The move was expected as the Federal Reserve continues to aggressively tighten its monetary policy in an attempt to combat high US inflation, thereby causing big capital outflows from emerging markets, including Indonesia (as US assets become more attractive).

Bank Indonesia’s benchmark 7-day reverse repo rate was raised by 0.50 percent to 5.25 percent in November 2022, while the deposit facility and lending facility rates were raised (also by 50 bps) to 4.50 percent and 6.00 percent, respectively.

The decision to raise its interest rates was explained by Bank Indonesia as “a front-loaded, pre-emptive and forward-looking measure to lower inflation expectations, which are currently overshooting (and return core inflation to the annualized 2.0 – 4.0 percent target range in the 1st half of 2023), while simultaneously strengthening exchange rate stabilization in line with the rupiah's fundamental value in response to US dollar strength and elevated global financial market uncertainty amid strong and growing domestic economic demand”.​

Subscribers will recognize that this is essentially the same text as last month when Bank Indonesia also raised its key rate by 50 bps (from 4.25 to 4.75 percent).

The chart below shows that Bank Indonesia is following the example that is set by the US Federal Reserve.
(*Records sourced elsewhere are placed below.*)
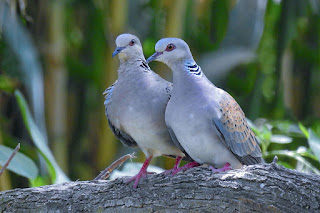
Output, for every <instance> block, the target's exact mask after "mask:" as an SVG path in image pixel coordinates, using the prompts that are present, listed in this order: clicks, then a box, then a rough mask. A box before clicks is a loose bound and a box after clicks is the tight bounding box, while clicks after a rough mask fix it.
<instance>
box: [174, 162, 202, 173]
mask: <svg viewBox="0 0 320 213" xmlns="http://www.w3.org/2000/svg"><path fill="white" fill-rule="evenodd" d="M197 166H200V164H199V163H197V162H195V161H194V162H191V163H188V164H186V165H184V166H182V167H180V168H177V169H176V170H175V171H173V172H172V175H176V174H177V173H178V172H180V171H181V170H182V171H186V170H187V169H190V168H193V167H197Z"/></svg>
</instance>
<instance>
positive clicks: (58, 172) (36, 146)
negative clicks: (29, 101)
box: [14, 90, 70, 183]
mask: <svg viewBox="0 0 320 213" xmlns="http://www.w3.org/2000/svg"><path fill="white" fill-rule="evenodd" d="M14 94H15V96H16V99H17V101H18V104H19V107H20V110H21V114H22V117H23V120H24V123H25V125H26V127H27V129H28V131H29V134H30V136H31V138H32V140H33V142H34V144H35V145H36V147H37V148H38V150H39V151H40V153H41V155H42V156H43V157H44V159H45V160H46V163H47V166H48V169H49V173H50V175H51V178H52V179H53V181H54V183H63V182H68V181H70V180H69V178H68V177H67V176H66V175H65V174H64V172H63V171H62V169H61V168H60V167H59V165H58V164H57V162H56V160H55V159H54V156H53V154H52V153H51V150H50V149H49V147H48V146H47V143H46V139H45V137H44V136H43V135H42V133H41V131H40V129H39V127H38V126H37V125H36V124H35V122H34V120H33V118H32V115H31V112H30V110H29V107H28V105H27V102H26V100H25V98H24V97H23V95H22V94H21V92H20V91H18V90H16V91H15V93H14Z"/></svg>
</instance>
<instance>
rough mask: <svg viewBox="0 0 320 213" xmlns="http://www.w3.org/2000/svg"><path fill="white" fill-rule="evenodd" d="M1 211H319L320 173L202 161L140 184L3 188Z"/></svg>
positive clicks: (41, 211)
mask: <svg viewBox="0 0 320 213" xmlns="http://www.w3.org/2000/svg"><path fill="white" fill-rule="evenodd" d="M0 212H224V213H225V212H320V176H318V175H314V174H305V173H301V172H298V171H295V170H290V169H286V168H284V167H282V166H278V165H277V164H275V163H272V164H261V165H254V166H245V167H243V168H242V169H239V170H231V171H228V172H222V173H217V174H212V172H211V171H210V170H209V169H208V168H206V167H198V168H192V169H190V170H188V171H186V172H184V173H179V174H177V175H176V176H174V177H164V176H163V175H160V174H156V175H149V176H148V180H145V181H141V183H140V185H139V186H138V188H137V189H133V188H132V184H130V185H127V184H124V183H123V179H117V180H114V181H79V182H70V183H64V184H59V185H49V186H43V187H37V188H28V189H14V190H10V191H4V192H0Z"/></svg>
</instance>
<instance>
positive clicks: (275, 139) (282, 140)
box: [270, 135, 292, 144]
mask: <svg viewBox="0 0 320 213" xmlns="http://www.w3.org/2000/svg"><path fill="white" fill-rule="evenodd" d="M270 141H271V142H272V143H279V144H287V143H291V142H292V138H290V137H288V136H286V135H272V136H271V138H270Z"/></svg>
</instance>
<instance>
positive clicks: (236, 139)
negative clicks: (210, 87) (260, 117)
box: [213, 92, 262, 165]
mask: <svg viewBox="0 0 320 213" xmlns="http://www.w3.org/2000/svg"><path fill="white" fill-rule="evenodd" d="M219 105H220V112H221V118H218V117H216V118H215V119H213V124H214V125H215V126H216V127H217V129H218V131H219V132H220V133H221V137H222V139H223V141H225V143H226V144H227V146H228V148H229V149H230V150H231V151H232V153H233V154H234V155H235V156H236V157H237V158H238V160H239V161H240V162H241V163H242V164H245V165H250V164H256V163H261V162H262V158H261V150H260V147H259V143H258V141H257V138H256V136H255V135H254V133H253V132H252V130H251V129H250V127H249V125H248V123H247V121H246V119H245V114H244V112H243V111H242V109H241V108H240V106H239V104H238V103H237V102H236V101H235V100H234V99H233V98H232V97H231V96H230V95H229V94H228V93H227V92H225V93H224V96H223V98H221V100H220V102H219Z"/></svg>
Initially, it in fact took quite a long time for Bank Indonesia to respond to its US counterpart (arguing that the low benchmark rate in Indonesia facilitated the rebound in economic activity in the aftermath of the COVID-19 crisis). However, as pressures on the rupiah became particularly strong, it has now joined the global tightening wave. The latest rate hike was Bank Indonesia’s fourth-straight interest rate hike (in as many months), and its third-straight 0.50 percent interest rate hike. By keeping a (wide) spread with US interest rates, Bank Indonesia tries to limit capital outflows from the country.